Für Studierende im Hauptstudium oder in einem Zusatz-, Aufbau- oder Ergänzungsstudium besteht die Möglichkeit, beim Bundesverwaltungsamt den zinsgünstigen Bildungskredit in Anspruch zu nehmen. Ziel dieses Kredits ist eine zeitlich befristete (längstens für 24 Monate) und betragsmäßig begrenzte (höchstens 300 Euro monatlich) Hilfe zur Erleichterung der Ausbildung oder zur Finanzierung von außergewöhnlichem Aufwand.

Die Förderung erfolgt unabhängig vom Vermögen und Einkommen des Auszubildenden und seiner Eltern. Eine Sicherheitsleistung für die Kreditgewährung und ein Verwendungsnachweis werden nicht verlangt.
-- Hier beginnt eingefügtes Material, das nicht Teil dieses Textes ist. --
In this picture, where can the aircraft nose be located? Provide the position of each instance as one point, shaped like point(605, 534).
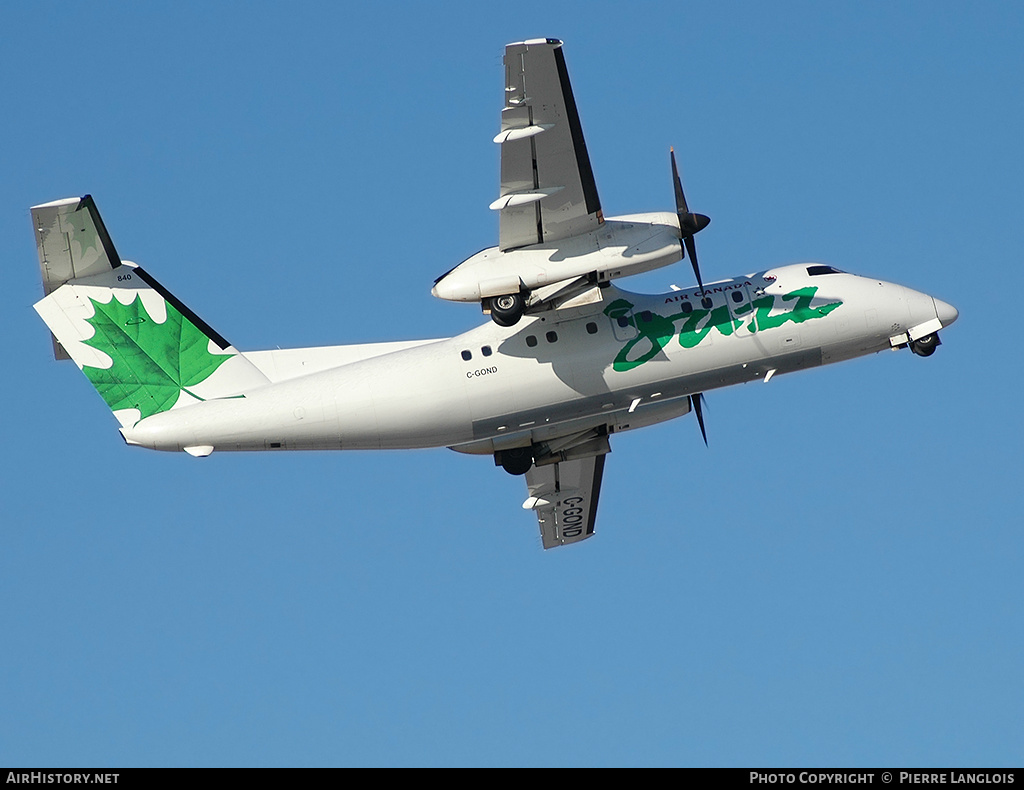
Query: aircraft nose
point(944, 312)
Eine Bewilligung hängt auch nicht davon ab, ob der/die Studierende BAföG-Leistungen bezieht oder persönlich alle Voraussetzungen erfüllt, um BAföG-berechtigt zu sein; erforderlich ist allerdings, dass es sich um eine Inlands- oder Auslandsausbildung handelt, die nach dem BAföG förderungsfähig ist.

Vom  Bildungskredit zu unterscheiden ist der nachfolgend benannte KfW-Studienkredit.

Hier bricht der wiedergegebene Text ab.